新たな「ライト・ロックダウン」
2020年の秋が深まるにつれ、欧州各国でコロナ感染者数が再び急増し、各国政府がその対策に躍起になっている。フランスでは厳しいロックダウン措置が取られ、イタリアではロックダウンに反対する激しいデモが起きるなど政府と市民の間の軋轢(あつれき)も増しつつある。

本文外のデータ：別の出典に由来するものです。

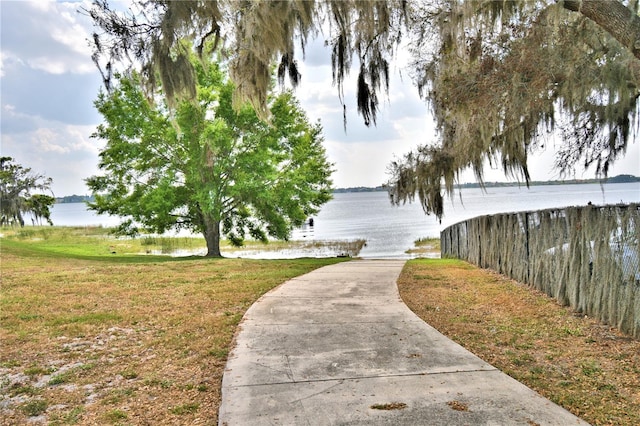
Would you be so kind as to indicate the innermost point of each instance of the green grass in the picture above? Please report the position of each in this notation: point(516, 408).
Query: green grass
point(146, 336)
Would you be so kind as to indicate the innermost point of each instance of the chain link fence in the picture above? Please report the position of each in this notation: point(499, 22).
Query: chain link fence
point(585, 257)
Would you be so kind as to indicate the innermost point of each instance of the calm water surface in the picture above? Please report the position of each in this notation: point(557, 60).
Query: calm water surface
point(391, 230)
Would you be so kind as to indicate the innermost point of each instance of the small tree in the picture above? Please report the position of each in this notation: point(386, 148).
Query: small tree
point(206, 166)
point(16, 198)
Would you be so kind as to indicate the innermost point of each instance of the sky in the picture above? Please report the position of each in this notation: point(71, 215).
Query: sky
point(48, 84)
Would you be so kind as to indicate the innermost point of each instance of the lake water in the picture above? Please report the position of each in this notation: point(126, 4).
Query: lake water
point(391, 230)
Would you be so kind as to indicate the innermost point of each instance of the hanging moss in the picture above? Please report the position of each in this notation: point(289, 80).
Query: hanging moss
point(585, 257)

周辺各国と比べると少ないといわれているドイツの感染者数だが、ロベルト=コッホ研究所の発表によると、24時間以内の新規感染者数は11月7日に過去最多の2万3399人を記録。同月12日時点でも2万1866人と高い水準が続いている。今春にロックダウンを迫られた第1波の時の1日の最大新規感染者数は約6000人であったから、国内での急激な増加に警鐘を鳴らさなければならない状況にあるのは明らかである。そこで、ドイツでは「軽い」生活制限措置が11月2日から同月末までの予定で全国一斉に講じられた。
クリスマスマーケットも中止に
この11月いっぱいという措置には、クリスマスまでには状況が好転するようにとの思いが強い。ドイツでは11月末からクリスマスまで、各地で食べ物や飾りなど数々の屋台が立ち並ぶ「クリスマスマルクト(市場)」が開催される。クリスマスは、家族や親族が一堂に集まる1年で最も大切なイベントだ。そんなドイツ人の願いとは逆に、次々と、全国各地のクリスマスマルクトの開催断念が報道されている。例年200万人もの来場者でにぎわう世界でも有名なニュルンベルクでも中止となった。当初は、アルコールの禁止やマスク着用義務などの対策を講じた上での開催を目指していたミュンヘンも、中止に追い込まれている。